Ci sono dei momenti nella storia che segnano uno spartiacque. L’esibizione alle parallele asimmetriche di Nadia Comaneci ai Giochi Olimpici di Montreal ’76 fu uno di questi. La ginnasta rumena, infatti, totalizzò il primo 10 perfetto della storia olimpica. Un punteggio massimo che replicò altre sei volte durante quell’edizione. vincendo tre medaglie d’oro (concorso generale individuale, trave e parallele asimmetriche), una d’argento (concorso generale a squadre) e una di bronzo (corpo libero).

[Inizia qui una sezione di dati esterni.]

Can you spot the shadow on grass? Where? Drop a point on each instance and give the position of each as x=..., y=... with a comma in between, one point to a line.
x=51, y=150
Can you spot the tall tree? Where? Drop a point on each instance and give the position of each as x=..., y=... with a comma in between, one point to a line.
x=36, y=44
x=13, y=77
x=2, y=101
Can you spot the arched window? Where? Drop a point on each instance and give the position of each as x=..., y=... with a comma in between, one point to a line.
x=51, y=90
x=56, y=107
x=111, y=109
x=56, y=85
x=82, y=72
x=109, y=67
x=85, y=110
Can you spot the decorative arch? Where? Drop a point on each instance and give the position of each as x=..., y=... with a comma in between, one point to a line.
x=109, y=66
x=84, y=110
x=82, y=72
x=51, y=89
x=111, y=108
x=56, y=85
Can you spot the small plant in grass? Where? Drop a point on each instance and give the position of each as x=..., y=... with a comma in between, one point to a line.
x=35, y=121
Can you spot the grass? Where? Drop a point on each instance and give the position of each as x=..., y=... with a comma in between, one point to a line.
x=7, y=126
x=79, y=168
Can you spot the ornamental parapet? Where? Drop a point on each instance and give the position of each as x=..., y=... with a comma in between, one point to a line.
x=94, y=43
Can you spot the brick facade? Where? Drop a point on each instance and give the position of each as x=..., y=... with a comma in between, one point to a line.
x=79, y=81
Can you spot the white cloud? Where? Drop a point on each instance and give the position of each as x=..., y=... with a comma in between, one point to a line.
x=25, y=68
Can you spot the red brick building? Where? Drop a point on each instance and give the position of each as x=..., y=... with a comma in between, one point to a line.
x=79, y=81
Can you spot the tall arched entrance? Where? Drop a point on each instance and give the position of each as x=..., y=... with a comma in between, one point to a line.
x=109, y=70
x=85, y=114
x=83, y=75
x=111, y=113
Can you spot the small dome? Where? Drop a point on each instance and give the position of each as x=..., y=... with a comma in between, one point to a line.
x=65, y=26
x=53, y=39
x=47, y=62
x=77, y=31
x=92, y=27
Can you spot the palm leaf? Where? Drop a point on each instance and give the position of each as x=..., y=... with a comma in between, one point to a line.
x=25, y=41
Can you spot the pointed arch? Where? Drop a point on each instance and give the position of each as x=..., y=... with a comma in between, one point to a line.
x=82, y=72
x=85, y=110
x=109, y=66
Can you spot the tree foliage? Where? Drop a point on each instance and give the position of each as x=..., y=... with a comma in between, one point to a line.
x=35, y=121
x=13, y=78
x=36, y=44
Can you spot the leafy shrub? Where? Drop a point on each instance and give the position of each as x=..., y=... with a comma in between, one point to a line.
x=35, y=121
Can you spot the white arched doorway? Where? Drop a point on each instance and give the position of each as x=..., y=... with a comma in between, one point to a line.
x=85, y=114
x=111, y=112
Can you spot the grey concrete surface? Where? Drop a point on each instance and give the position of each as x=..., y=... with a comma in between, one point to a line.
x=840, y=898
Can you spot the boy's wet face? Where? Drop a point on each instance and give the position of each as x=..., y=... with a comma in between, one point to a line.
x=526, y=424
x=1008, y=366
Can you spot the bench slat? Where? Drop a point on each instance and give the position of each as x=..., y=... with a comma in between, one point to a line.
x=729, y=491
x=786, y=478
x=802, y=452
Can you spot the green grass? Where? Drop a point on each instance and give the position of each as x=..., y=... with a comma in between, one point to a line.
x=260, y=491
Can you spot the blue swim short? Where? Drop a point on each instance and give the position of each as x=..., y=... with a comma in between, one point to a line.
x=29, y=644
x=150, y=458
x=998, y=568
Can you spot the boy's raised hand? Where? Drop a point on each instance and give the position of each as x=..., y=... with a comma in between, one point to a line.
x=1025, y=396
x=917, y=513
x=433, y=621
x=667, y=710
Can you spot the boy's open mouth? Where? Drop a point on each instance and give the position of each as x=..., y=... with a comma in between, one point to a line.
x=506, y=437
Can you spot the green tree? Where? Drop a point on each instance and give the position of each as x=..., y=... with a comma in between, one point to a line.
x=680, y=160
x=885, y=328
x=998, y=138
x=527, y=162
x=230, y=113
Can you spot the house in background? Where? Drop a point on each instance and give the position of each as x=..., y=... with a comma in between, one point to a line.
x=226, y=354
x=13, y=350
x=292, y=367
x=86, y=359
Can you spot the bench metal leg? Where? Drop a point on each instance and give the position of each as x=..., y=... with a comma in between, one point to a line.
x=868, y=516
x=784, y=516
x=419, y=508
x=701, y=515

Aveva solo 14 anni e fece un’esibizione da manuale. La possibilità di prendere 10 era considerata talmente remota dagli organizzatori, da non aver considerato la doppia cifra del 10 sul tabellone elettronico, ipotizzando un massimo di 9.95. Così, al termine dell’esercizio, il computer segnò 1,00.
Quell’edizione dei Giochi fu evidentemente toccata dalla grazia, visto che dopo Comaneci un’altra ginnasta arrivò al 10, la sovietica Nelli Kim. La cui impresa, però, fu ridimensionata solo per una questione temporale. Se si fosse esibita lei per prima, probabilmente il primo 10 perfetto olimpico sarebbe stato assegnato all’U.R.S.S.
Eppure, quello di Comaneci resta ancora oggi un capolavoro di grazia, eleganza e forza. In un’intervista concessa a Olympics.com ha spiegato:
“Tutti dovevano fare la stessa routine seguendo le regole. E io ho pensato, ‘Cosa significa “migliore”, se tutti fanno la stessa cosa… Cosa posso aggiungere?’ Io lo chiamo il ‘tocco di Nadia’. Ho aggiunto ampiezza a ogni movimento, in modo che sembrasse come nel libro, ma ho solo aggiunto qualcosa. Era il mio tocco personale“.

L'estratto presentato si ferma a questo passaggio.